Introduction
Low back pain (LBP) is a common clinical problem and is of major socioeconomic importance. However, little is known about the pathogenesis of this disease. Although any of the spinal structures (intervertebral discs, facet joints, vertebral bodies, ligaments, or muscles) may contribute to LBP, the most likely cause is a lumbar intervertebral disc [1-3].
Bupivacaine is commonly used for therapy and diagnosis of discogenic low back pain. Moreover, bupivacaine has been injected in combination with steroids, oxygen, ozone, and hypertonic dextrose, for the treatment of disc-related pain [4,5].
Several authors have reported a toxic effect of bupivacaine on articular chondrocytes. It has been reported that 0.5% bupivacaine, which is commonly used in intra-articular surgery, has a toxic effect on isolated bovine articular chondrocytes [6]. Effects of bupivacaine on rabbit knee joints have been investigated, and compared to a placebo injection with saline, intra-articular bupivacaine injection had caused histopathological changes in rabbit knee joints [7]. In rabbit shoulder, infusion of bupivacaine decreased relative cell viability by 20% to 32%. Histological analysis had yielded results significantly worse for bupivacaine infusion [8]. Thus, intra-articular infusion of bupivacaine was believed to cause significant histopathological and metabolic changes to articular cartilage [8].
Lee et al. [9] recently reported an in vitro controlled study on the effect of bupivacaine on viability of human and rabbit intervertebral disc cells. The results of this study has shown that bupivacaine decreases viability in rabbit and human disc cells in a time-dependent manner. Moreover, the changes observed for these disc cells were greater than those seen for articular chondrocytes. However, there has not been any report on whether these animal and in vitro studies are clinically relevant. Thus, the purpose of this current study was to examine whether injection of bupivacaine into human intervertebral disc accelerated discdegeneration.
Materials and Methods
The ethics committee of our institution approved the study design. Written informed written consent was obtained from each subject prior to participation in the study.
1. Patients
We reviewed 82 patients who had LBP, continuing for at least 3 years. Disc degeneration at one level on magnetic resonance imaging (MRI) was observed in all patients. Patients who had severe spondylolysis or disc degeneration of two or multilevel lesions on MRI were excluded. Patients who had previously undergone spinal surgery were also excluded.

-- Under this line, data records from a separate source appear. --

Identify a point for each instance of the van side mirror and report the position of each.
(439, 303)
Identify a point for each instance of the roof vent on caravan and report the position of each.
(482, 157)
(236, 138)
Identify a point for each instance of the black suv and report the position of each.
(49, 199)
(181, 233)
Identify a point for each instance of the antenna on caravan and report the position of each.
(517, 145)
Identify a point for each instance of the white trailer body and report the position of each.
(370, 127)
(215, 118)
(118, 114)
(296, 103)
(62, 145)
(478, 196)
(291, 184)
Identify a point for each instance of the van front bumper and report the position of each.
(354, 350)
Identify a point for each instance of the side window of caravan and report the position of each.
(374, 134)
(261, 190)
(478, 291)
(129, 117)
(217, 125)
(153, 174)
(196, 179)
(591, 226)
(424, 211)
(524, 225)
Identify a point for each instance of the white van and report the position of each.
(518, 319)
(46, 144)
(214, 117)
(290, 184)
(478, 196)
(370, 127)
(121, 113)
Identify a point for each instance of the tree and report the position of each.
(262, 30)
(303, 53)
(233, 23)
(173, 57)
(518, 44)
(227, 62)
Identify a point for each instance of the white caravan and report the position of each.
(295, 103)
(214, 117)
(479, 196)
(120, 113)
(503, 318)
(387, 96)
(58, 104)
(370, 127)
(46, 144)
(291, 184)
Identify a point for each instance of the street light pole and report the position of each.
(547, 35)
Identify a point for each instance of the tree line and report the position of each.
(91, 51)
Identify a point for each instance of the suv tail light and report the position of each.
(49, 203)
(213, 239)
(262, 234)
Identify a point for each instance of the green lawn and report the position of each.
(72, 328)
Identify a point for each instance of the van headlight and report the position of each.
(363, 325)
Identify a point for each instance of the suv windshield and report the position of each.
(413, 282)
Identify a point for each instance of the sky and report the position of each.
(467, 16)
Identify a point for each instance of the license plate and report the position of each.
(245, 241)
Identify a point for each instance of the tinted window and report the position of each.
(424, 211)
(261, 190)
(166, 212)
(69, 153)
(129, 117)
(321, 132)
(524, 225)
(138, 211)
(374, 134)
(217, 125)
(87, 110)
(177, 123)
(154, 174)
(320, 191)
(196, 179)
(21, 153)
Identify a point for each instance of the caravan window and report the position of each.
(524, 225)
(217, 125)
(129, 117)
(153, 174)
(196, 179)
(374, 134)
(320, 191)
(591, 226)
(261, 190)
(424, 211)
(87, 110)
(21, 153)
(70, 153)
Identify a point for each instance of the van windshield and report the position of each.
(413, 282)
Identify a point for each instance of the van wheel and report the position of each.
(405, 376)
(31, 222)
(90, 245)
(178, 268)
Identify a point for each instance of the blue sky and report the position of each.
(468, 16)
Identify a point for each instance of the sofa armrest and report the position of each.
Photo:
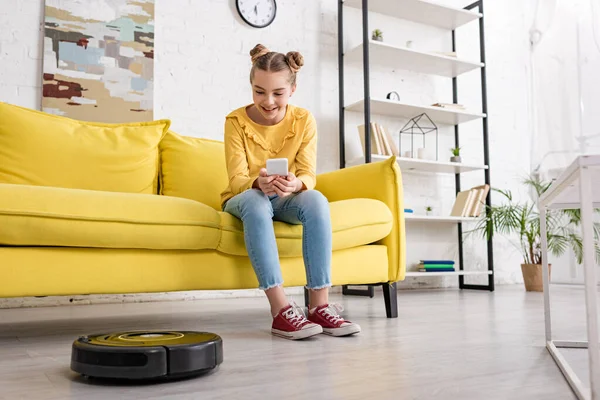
(380, 181)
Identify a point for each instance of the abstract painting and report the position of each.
(99, 59)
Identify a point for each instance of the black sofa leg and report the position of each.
(390, 295)
(369, 291)
(306, 298)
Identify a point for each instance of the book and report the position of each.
(383, 139)
(437, 270)
(390, 141)
(461, 204)
(375, 135)
(440, 262)
(361, 134)
(477, 193)
(449, 105)
(479, 206)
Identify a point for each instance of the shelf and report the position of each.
(455, 273)
(416, 164)
(435, 218)
(412, 60)
(423, 12)
(398, 109)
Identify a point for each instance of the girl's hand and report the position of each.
(265, 182)
(284, 186)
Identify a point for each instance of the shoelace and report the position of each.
(331, 313)
(295, 315)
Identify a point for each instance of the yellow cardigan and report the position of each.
(249, 145)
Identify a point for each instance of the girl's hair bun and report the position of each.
(258, 51)
(295, 60)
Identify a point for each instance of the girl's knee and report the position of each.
(315, 202)
(256, 202)
(316, 198)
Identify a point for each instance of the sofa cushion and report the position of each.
(49, 150)
(45, 216)
(354, 223)
(193, 168)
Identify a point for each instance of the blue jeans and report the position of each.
(309, 208)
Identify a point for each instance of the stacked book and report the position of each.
(382, 142)
(436, 266)
(453, 106)
(470, 203)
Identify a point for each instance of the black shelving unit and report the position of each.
(369, 289)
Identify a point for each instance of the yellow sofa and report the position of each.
(91, 208)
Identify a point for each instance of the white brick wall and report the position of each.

To investigate the origin of pain, each patient underwent discography or discoblock with injection of bupivacaine. If low back pain was provoked in the discography, and only if the pain ameliorated with discoblock, the diagnosis of discogenic pain was confirmed. Thirty of these patients subsequently underwent anterior discectomy and anterior lumbar interbody fusion or posterolateral fusion and were excluded from the study.
The remaining 52 patients tested negative for provocation of pain by discography or for pain relief after discoblock, and underwent nonoperative treatment. Sixteen patients were dropped out, and finally 36 patients were evaluated and followed up. For the control group of the study, 10 patients were enrolled to match age, pain, and disc degeneration to the 36 patients in the experimental group. Finally, we divided the patients into 3 groups (discography, n=18; discoblock [injection of bupivacaine], n=18; and control, n=10).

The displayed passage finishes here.